What is it a joint injection?
A joint injection involves an injection of a long-acting steroid medicine into the joint space of an inflamed joint. This is done under either a general anaesthetic or with the use of Entonox (gas and air) depending on the age and ability of the child to tolerate the procedure. By giving a relatively small dose of steroid directly to the site of the inflammation we get an excellent response, but avoid almost all the side-effects associated with steroids if they are taken orally.
When is this treatment used?
This treatment is frequently used as the first-line treatment for children with arthritis, but is also often used to control “flare-ups” of arthritis if they occur. Whil we often give treatment with Non-Steroidal Anti-Inflammatory Drugs (NSAIDs) like Ibuprofen and Naproxen to children when they are diagnosed with JIA, they only provide partial relief of symptoms and rarely fully suppress the arthritis. The only joints we do not inject are those around the spine. All the other joints in the body are regularly injected by us, including the small joints in fingers and toes.
How effective is this treatment?
Most children respond very well to joint injections with complete relief of swelling and pain within 24-48hrs after the injection. The arthritis usually remains completely quiet for 6-12 months, occasionally even longer. Only a very small number of children do not respond to this treatment at all.
What if my child has to have a general anaesthetic?
Children under eight, or those who are having multiple joints injected, usually have these done under a general anaesthetic. All general anaesthetics are performed under the supervision of a specialist children’s anaesthetist. All injections are done either by, or under the direct supervision of, one of the consultants.

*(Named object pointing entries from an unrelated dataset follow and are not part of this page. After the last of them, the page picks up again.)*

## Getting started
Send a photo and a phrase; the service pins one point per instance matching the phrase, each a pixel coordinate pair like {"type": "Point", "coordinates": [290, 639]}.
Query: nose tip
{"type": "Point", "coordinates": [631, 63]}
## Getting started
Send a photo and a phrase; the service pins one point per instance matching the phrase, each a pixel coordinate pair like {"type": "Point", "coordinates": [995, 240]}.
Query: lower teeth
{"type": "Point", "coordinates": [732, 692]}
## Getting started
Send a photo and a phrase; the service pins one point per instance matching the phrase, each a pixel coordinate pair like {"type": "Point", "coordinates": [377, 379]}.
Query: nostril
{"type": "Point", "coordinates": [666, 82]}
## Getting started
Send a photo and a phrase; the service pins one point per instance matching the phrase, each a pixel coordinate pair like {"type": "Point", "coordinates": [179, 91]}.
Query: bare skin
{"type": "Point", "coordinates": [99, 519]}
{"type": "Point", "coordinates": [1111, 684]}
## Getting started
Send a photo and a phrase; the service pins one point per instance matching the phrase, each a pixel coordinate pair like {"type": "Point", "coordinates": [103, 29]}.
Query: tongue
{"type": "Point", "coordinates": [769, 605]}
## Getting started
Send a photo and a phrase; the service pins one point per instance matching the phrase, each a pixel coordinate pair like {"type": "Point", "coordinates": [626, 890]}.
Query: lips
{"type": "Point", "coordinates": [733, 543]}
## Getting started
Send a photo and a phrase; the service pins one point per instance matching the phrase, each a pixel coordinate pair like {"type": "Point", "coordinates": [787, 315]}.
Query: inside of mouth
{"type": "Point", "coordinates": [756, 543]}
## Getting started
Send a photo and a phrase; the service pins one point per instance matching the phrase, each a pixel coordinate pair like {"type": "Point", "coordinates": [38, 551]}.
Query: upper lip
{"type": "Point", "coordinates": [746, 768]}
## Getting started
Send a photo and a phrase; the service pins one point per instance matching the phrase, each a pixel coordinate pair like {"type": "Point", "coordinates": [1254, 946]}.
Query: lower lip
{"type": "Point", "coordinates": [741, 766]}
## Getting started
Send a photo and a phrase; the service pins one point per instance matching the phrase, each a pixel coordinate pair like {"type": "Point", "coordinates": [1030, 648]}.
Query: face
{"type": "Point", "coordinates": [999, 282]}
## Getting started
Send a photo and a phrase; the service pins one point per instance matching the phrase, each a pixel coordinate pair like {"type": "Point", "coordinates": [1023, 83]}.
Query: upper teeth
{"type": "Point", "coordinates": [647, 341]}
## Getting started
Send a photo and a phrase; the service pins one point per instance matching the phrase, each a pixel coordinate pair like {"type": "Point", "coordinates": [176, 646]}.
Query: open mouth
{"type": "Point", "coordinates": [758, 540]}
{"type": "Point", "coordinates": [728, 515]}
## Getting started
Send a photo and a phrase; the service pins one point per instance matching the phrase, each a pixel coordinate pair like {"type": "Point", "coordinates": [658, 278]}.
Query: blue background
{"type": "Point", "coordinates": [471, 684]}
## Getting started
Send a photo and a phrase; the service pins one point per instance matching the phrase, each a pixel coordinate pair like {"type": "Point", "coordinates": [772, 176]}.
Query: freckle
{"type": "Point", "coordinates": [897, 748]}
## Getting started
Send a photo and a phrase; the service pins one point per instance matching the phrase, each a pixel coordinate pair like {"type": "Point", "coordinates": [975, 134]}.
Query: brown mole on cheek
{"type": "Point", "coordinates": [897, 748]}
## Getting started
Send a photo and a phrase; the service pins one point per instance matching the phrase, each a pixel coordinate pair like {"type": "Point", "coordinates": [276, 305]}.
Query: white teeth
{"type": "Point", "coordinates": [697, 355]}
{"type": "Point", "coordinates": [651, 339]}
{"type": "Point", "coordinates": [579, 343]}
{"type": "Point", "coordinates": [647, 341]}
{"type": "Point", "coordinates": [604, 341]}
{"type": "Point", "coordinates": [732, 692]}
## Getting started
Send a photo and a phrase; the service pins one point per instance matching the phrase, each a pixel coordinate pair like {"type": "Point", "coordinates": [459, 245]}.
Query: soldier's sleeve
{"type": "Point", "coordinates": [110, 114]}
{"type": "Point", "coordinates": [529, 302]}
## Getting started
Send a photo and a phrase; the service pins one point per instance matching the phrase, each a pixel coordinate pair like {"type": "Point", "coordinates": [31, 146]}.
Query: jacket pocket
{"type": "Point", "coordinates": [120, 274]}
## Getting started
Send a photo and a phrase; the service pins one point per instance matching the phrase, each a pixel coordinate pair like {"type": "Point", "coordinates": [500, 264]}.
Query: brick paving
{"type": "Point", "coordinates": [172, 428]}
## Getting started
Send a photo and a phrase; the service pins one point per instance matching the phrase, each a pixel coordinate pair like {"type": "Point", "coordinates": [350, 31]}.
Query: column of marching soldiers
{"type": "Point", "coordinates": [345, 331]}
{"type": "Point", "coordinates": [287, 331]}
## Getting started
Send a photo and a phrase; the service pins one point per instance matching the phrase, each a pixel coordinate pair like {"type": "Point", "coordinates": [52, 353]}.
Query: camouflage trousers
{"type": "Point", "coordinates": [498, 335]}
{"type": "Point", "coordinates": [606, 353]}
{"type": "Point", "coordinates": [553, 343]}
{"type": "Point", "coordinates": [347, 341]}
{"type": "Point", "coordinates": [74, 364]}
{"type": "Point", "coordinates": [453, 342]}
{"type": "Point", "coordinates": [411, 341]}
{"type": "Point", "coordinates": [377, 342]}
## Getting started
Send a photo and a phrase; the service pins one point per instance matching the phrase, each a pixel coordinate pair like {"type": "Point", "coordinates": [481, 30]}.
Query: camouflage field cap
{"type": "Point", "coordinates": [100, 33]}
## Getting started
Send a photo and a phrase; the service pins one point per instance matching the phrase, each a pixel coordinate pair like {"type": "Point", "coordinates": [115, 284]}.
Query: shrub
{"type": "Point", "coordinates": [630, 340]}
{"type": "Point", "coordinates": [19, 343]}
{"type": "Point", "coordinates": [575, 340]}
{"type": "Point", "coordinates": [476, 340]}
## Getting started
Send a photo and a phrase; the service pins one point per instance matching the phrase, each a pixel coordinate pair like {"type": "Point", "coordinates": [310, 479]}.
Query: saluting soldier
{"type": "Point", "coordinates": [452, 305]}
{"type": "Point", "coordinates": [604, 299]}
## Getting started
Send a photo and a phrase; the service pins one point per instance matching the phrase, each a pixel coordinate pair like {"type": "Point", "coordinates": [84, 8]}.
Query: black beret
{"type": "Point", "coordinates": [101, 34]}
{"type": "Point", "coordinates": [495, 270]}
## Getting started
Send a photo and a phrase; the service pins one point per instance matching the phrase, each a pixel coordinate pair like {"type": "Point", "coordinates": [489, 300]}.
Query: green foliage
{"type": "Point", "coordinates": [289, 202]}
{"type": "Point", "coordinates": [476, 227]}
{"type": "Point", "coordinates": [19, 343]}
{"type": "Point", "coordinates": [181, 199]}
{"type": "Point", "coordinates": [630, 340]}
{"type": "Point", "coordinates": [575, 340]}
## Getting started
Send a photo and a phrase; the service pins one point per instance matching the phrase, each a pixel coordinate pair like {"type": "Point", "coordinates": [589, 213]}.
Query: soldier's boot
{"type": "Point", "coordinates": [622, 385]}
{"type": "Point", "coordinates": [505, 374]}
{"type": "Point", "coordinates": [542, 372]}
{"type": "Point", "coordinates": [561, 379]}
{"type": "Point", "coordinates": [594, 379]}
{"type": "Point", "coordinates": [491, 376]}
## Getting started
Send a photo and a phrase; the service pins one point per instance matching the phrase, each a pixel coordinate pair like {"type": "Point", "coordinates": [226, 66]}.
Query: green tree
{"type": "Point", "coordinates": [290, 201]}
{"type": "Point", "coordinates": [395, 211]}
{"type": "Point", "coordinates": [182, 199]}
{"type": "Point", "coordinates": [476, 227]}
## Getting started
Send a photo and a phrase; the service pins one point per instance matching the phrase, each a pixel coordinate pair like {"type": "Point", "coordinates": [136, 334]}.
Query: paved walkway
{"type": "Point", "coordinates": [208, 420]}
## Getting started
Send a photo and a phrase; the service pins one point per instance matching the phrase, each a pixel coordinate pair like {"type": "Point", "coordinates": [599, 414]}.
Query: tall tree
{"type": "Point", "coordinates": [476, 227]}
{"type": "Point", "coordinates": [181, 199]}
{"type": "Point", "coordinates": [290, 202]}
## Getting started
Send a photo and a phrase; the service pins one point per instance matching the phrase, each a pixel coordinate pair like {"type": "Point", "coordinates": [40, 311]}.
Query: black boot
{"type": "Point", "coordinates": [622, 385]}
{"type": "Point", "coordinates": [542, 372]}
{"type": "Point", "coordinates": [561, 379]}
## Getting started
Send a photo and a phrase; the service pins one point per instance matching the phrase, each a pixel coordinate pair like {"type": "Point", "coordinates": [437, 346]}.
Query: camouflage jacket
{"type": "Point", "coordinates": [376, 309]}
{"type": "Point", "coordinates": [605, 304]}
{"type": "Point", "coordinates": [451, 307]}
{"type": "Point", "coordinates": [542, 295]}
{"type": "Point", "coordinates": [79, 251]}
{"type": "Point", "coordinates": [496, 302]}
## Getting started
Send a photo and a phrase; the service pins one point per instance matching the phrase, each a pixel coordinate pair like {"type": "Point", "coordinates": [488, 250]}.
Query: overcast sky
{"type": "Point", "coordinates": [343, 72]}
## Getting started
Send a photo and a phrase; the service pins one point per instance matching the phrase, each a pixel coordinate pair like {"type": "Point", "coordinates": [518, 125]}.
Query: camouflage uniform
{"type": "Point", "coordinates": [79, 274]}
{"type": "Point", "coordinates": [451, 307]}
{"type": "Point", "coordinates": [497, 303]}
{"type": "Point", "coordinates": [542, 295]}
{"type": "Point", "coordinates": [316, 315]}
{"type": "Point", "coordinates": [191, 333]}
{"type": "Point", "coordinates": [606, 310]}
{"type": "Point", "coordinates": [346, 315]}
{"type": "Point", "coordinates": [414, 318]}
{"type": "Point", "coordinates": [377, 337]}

Arrangements will be made for your child to be admitted to hospital. You will receive instructions from the hospital about one week before and this will include advice on missing food/drink before the procedure.
Almost all joint injections are done on a regular list on Thursday mornings. Your child does not have to stay overnight in the hospital and will be allowed to go home around lunchtime.

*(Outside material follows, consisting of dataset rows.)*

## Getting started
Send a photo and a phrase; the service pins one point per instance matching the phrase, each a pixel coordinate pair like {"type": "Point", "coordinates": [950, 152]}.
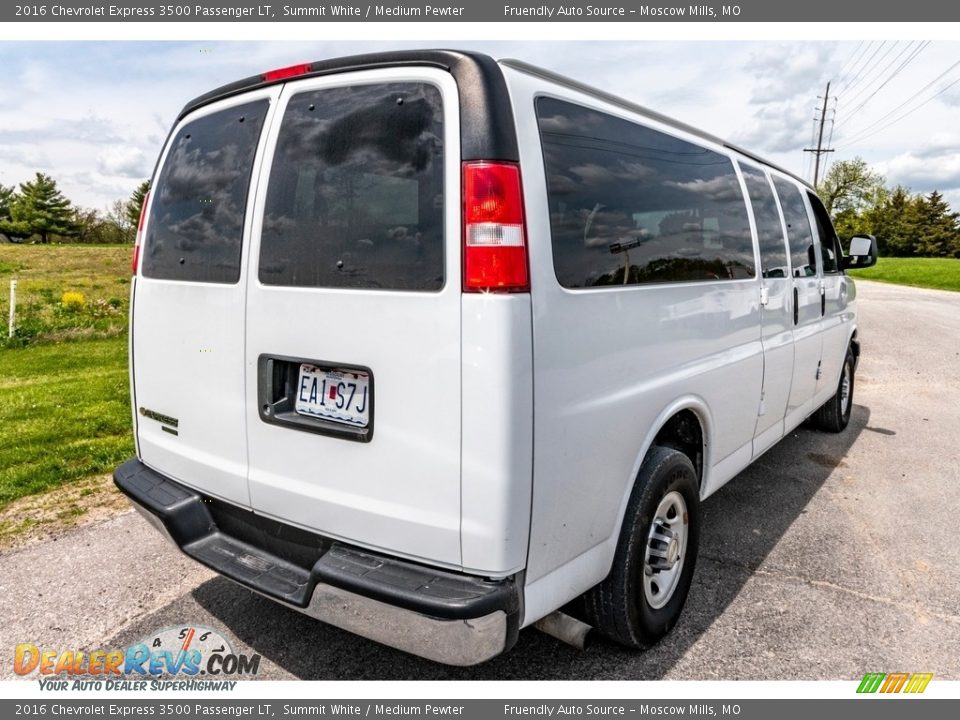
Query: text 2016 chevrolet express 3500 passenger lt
{"type": "Point", "coordinates": [428, 345]}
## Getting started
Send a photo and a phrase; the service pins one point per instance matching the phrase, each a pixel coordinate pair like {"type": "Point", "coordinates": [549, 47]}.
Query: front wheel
{"type": "Point", "coordinates": [834, 415]}
{"type": "Point", "coordinates": [643, 596]}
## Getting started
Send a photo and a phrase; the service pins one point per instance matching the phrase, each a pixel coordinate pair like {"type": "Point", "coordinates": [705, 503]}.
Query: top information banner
{"type": "Point", "coordinates": [475, 11]}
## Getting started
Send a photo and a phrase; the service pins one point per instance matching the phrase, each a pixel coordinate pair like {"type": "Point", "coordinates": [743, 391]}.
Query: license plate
{"type": "Point", "coordinates": [341, 396]}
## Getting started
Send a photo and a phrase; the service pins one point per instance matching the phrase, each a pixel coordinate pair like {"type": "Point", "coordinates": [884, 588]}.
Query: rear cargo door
{"type": "Point", "coordinates": [353, 314]}
{"type": "Point", "coordinates": [189, 298]}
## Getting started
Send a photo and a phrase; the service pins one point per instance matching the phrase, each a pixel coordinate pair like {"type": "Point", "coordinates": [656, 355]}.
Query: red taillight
{"type": "Point", "coordinates": [494, 247]}
{"type": "Point", "coordinates": [284, 73]}
{"type": "Point", "coordinates": [136, 244]}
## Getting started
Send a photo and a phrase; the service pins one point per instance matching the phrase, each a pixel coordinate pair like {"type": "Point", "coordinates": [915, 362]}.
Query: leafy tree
{"type": "Point", "coordinates": [850, 186]}
{"type": "Point", "coordinates": [39, 209]}
{"type": "Point", "coordinates": [133, 205]}
{"type": "Point", "coordinates": [894, 222]}
{"type": "Point", "coordinates": [937, 231]}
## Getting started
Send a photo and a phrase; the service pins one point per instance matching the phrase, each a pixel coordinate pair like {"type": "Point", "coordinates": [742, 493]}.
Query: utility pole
{"type": "Point", "coordinates": [820, 150]}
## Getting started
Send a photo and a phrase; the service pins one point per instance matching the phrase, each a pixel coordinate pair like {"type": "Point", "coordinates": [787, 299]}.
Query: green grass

Are there any precautions we should take after a joint injection?
Your child should avoid sports and PE for the first 24 hours following the joint injection, although this need not be strictly enforced if a patient is pain-free. Following this regular activities should be resumed, this includes going to school, taking part in PE, etc.
Are there any complications?
- Subcutaneous fat atrophy (loss of fat under the skin) at the site of injection is an uncommon complication, but is more likely when the wrist, fingers, toes, or the small joints of the foot are injected. This usually presents as a small dimple at the injection site and may resolve over time. Sometimes the skin at the same site loses its normal pigmentation (skin colour) as well.
- Cushings Syndrome is very rarely seen after joint injections. This is a transient reaction to the steroids and is usually only seen when a large number of joints have been injected at the same time. It produces a transient rise in appetite and occasionally the child may gain some weight but this usually only last for a week or two.
- Infection of the injected joint is very rare. If after the injection your child develops a very painful, swollen, hot and red joint, then you should contact the Paediatric Rheumatology Sisters or your GP urgently, ie, the same day.